Brett Ashley Kaplan’s novel, Rare Stuff, intertwines whale and human culture in a journey that highlights the need to protect whales and our shared planet. Her support of whale conservation with the proceeds of her novel will ensure the story of whales and our shared ecosystem does not end with her book.

    Regina Asmutis-Silvia,

Executive Director, Whale and Dolphin Conservation


Rare Stuff is a beautiful, bewitching novel built on interlocking stories: a cosmopolitan photographer named Sid, grieving the death of her father, finds an unfinished manuscript and a suitcase full of clues about the long-ago disappearance of her mother. We follow Sid on a breathless search for her mother, and we dive deep into her father’s unfinished adventure tale, in which Yiddish-speaking whales and a bold teenage girl set out to save the world. By the book’s close, I had become friends with its characters: I wanted to jump into fast-paced conversations about life and literature with Sid, Andre, Dorothy, Aaron, and Sol, and I wanted to take part in the extraordinary multi-generational (and multi-species) community they built together.  Rare Stuff tells the story of the very best adventure: the quest we all undertake to understand and care for our parents, our children, and the world we share together.

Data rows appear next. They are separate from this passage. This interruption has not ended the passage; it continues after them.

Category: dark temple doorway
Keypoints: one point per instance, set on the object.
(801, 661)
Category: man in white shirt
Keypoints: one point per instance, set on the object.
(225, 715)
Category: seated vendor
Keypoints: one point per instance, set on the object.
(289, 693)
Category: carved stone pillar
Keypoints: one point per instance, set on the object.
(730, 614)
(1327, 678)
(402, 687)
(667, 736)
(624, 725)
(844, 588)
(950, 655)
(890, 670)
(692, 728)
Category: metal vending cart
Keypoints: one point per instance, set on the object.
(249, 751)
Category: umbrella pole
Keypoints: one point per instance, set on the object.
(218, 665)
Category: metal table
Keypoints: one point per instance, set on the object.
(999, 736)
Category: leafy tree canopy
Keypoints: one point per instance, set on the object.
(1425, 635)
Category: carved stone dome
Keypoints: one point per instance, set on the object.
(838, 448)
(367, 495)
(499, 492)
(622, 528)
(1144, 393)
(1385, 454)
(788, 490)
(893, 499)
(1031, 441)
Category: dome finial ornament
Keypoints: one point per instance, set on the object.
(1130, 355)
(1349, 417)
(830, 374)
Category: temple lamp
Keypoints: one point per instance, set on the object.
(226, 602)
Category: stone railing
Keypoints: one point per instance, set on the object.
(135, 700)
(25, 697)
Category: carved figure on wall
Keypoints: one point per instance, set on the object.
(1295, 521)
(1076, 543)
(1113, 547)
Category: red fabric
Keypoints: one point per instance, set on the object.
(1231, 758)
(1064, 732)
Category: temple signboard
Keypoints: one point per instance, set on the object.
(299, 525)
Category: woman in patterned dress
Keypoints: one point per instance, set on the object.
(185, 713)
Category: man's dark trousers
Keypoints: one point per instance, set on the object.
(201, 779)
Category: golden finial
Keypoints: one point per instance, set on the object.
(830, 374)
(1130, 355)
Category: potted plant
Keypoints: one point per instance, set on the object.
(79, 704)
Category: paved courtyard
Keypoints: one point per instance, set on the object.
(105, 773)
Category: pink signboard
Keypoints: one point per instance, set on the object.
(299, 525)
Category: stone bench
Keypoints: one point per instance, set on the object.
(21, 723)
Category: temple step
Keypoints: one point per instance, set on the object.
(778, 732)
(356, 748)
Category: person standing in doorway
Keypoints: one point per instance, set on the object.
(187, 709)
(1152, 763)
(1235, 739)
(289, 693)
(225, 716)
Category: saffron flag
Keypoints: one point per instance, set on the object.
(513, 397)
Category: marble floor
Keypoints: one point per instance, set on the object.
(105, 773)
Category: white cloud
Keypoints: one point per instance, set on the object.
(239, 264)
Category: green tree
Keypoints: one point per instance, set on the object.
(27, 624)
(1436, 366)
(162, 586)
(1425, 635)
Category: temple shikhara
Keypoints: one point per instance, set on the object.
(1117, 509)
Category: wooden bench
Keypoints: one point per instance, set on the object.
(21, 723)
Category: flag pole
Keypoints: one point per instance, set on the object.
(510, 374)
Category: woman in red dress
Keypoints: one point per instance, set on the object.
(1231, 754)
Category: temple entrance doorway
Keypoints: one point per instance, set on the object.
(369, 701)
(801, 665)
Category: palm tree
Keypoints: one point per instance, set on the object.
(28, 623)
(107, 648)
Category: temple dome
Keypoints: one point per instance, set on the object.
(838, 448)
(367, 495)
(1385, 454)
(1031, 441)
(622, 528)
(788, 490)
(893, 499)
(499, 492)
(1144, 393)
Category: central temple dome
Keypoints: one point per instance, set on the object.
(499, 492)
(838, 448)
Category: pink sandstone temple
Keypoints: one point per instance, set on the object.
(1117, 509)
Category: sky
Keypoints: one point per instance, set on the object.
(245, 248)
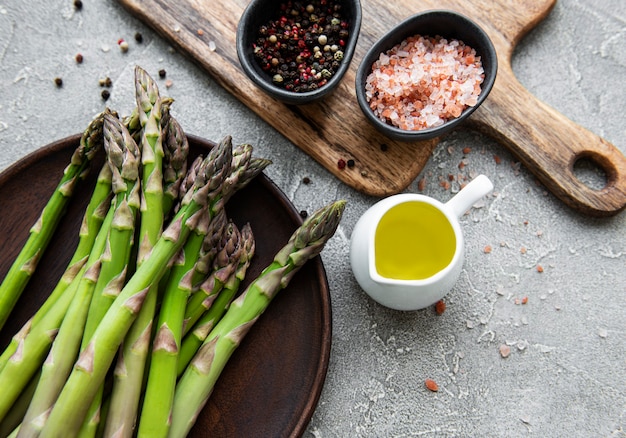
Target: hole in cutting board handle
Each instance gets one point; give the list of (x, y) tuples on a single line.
[(593, 170)]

     Jamie L. Jones, author of Rendered Obsolete:  The Afterlife of U.S. Whaling in the Petroleum Age


Rare Stuff is a love song for being on a planet mired in senseless suffering—for maintaining the thread of humanity by weaving epiphany. The writing sings, like whale songs—haunting, lyric, crisp and taut—stretched across the page in perfect pitch. A complex space of resonant correspondences. Famished archivist, tender scholar, the Eye hears abiding fascination with history’s ghosts, familial and expansive, ecological and ontological. Readers become detectives on the literary hunt for buried terma treasure in Moby Dick—entangled in cruel depictions, killings of sentient beings—yet engaged in history-mystery. What are we as humans seeking here? What do we find in the ocean depths of consciousness? What buried wreck, what scintillating treasure.

     Heather Woods, author of Light Bearing and Bundling


Like the overstuffed suitcase that Sid Zimmerman finds of her dead father’s stashed away arcana, Rare Stuff holds several things at once—an homage to Melville, a paean to New York City, past and present, and, at the same time, a cri de coeur for preserving the natural life of our planet. It is a must-read!

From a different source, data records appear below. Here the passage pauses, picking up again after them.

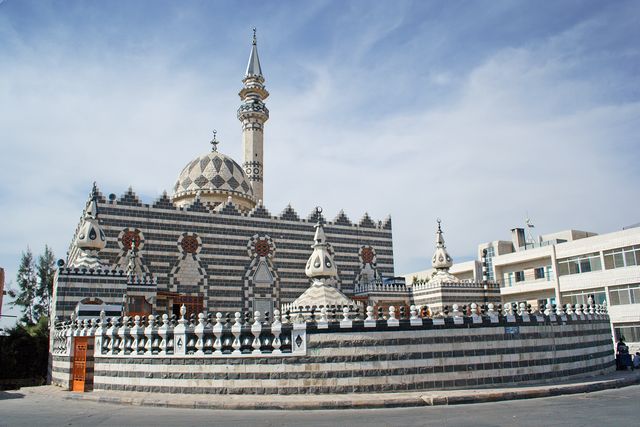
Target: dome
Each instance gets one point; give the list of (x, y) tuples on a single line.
[(213, 177)]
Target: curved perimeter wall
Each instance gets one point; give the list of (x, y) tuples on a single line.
[(382, 359)]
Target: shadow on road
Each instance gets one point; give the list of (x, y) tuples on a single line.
[(5, 395)]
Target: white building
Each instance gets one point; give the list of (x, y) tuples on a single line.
[(565, 267)]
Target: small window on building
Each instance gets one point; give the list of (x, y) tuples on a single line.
[(538, 273)]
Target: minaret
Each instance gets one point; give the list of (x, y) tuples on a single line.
[(441, 259), (253, 113), (90, 238), (441, 262)]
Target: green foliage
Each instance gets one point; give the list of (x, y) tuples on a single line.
[(24, 352), (44, 290), (35, 285)]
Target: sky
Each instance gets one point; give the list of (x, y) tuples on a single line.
[(481, 113)]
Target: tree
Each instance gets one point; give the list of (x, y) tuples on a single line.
[(35, 285), (27, 284), (44, 290)]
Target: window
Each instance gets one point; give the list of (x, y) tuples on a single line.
[(139, 306), (549, 275), (622, 257), (582, 297), (507, 279), (488, 259), (628, 294), (579, 264), (629, 333)]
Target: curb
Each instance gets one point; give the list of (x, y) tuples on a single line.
[(391, 401)]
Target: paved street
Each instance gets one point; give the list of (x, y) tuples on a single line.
[(610, 407)]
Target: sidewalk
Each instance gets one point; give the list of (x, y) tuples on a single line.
[(348, 401)]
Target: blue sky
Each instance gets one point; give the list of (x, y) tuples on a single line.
[(475, 112)]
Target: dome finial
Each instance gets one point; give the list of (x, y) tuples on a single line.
[(214, 142)]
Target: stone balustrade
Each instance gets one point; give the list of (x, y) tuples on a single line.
[(379, 286), (253, 334)]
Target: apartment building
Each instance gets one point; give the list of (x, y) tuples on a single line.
[(567, 268)]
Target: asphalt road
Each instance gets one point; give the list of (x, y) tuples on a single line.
[(618, 407)]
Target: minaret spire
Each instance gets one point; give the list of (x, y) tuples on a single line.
[(441, 259), (253, 114)]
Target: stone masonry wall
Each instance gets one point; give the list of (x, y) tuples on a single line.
[(401, 358)]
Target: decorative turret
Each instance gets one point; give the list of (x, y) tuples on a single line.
[(323, 272), (253, 114), (320, 264), (90, 238), (441, 261)]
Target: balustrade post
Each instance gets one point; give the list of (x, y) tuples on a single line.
[(369, 321), (150, 332), (100, 333), (276, 330), (346, 321), (180, 334), (137, 342), (392, 321), (164, 334), (199, 331), (256, 329), (236, 330), (217, 332)]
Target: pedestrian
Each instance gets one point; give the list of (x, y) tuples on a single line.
[(623, 359)]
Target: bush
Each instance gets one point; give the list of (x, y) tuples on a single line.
[(24, 353)]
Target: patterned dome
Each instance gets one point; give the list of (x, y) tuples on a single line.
[(213, 174)]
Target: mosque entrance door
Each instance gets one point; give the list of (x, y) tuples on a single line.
[(79, 371)]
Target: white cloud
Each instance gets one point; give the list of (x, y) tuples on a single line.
[(528, 129)]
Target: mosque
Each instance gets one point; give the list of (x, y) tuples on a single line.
[(214, 246), (257, 312)]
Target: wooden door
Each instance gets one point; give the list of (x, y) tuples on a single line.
[(79, 371)]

     David Wright Faladé, author of Black Cloud Rising


In this richly imagined novel, Brett Ashley Kaplan skillfully and playfully moves between points of view, incorporating journal entries, novel excerpts, book reviews, and nuanced environmental commentary. Following a vivid cast of characters which includes a young photographer documenting interracial couples, a Guadeloupean Jewish Melville scholar, a disappeared amateur cetologist and even Yiddish speaking whales, this inventive novel takes us on a wild adventure from the urban streets of New York’s East Village to the depths of the sea. Tender, confident and bold, Rare stuff brims with vitality.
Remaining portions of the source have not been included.